Gerry was a surprise for me. I Absolutely LOVED this movie as not much was said and the whole scenario unraveled inside ones head. Truly arthouse cinema. I cant believe Hollywood got this one right. I believe the people who didnt care for this movie probably have too much going on inside their own heads and cant relax into the true essence of being lost in the desert. Well done Casey Affleck and Matt Damon ! ! ! ;~),
Gus Van Sant's minimalist, non-narrative "Gerry" is a film that needs no narrative direction - it's a movie about being lost, and as a viewer you have the choice to become lost with it (watching it in isolation might help). However, if you find you cannot do that, it becomes little more than an endurance test - one that you are likely to lose.
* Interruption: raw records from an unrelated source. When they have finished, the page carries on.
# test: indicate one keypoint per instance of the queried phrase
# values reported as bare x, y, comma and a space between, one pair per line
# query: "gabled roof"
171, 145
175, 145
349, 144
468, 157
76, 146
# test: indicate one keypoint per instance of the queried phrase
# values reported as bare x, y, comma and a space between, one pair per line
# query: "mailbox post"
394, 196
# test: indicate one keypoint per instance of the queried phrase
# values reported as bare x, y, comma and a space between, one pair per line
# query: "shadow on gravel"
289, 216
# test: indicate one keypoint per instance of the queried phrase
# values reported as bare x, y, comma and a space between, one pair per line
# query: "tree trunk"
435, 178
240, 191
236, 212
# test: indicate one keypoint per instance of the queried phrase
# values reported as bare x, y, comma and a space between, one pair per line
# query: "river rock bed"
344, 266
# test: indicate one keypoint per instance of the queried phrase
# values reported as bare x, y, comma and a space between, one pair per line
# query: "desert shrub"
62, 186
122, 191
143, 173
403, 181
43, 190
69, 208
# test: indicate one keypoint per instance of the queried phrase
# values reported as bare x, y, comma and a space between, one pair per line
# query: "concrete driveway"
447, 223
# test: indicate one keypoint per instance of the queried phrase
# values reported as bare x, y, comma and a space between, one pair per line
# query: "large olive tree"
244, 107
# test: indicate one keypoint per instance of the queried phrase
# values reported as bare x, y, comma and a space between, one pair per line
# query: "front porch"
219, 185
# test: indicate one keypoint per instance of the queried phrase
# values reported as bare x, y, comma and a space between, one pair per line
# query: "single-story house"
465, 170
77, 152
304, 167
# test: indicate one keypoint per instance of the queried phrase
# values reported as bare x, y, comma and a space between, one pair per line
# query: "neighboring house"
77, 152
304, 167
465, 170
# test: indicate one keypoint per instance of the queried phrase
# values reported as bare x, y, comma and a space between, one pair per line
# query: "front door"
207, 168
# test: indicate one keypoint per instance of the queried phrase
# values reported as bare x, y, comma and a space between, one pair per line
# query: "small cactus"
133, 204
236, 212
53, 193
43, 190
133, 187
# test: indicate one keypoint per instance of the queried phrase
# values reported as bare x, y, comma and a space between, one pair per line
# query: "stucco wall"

If it were a landscape painting, Gerry would deserve a place in the National Gallery. But as a movie...deserves its own wing in The Old Curiosity Shop.
Long takes do not a masterpiece make, and the suspicion that the whole thing is a lark is only bolstered by Damon and Affleck's inability to contain their giggles.
In the end, Gerry is beyond the simple question of pleasure. Seeing it may be no fun at all, but then discomfort is part of the price one pays in learning.
I finally concluded the Death Trilogy of Gus Van Sant, ironically with the film that started it.
To begin with Gerry is not a film for everyone. If you do not like films that lack a frontal narrative, forget it. This is a slow and contemplative film and therefore I was not surprised to hear that it was inspired on Béla Tarr's work.
Of course Van Sant is not Béla Tarr and although I can give him the benefit of understanding that he was exploring other directions as a filmmaker, it's also fair to emphasize that by then he was already an accomplished director so this film stays in between because There's quality in it, but not quality that is known that Van San can reach.
Uninteresting and not engaging. I usually don't have a problem with films that are "slow" but this film isn't slow in the way that it takes a while to get into it's "slow" in the way that it's boring and you never get into it. It's not all around terrible it's just not very good.
I gave it 1 point because it did one thing well; it made me feel exactly what the characters were feeling. Unfortunately, what the characters felt was lost, desperate and at some points in intense pain.
It doesn't have any metaphors or philosophies to analyse because it has fewer words in the script than most films have on the back of the DVD box.
If you like long, silent, beautiful views of desert scenery feel free to try this, as it's all you'll get. Though you could always just go on the Internet, search for a photograph of a desert and stare at that for 2 hours for much the same effect.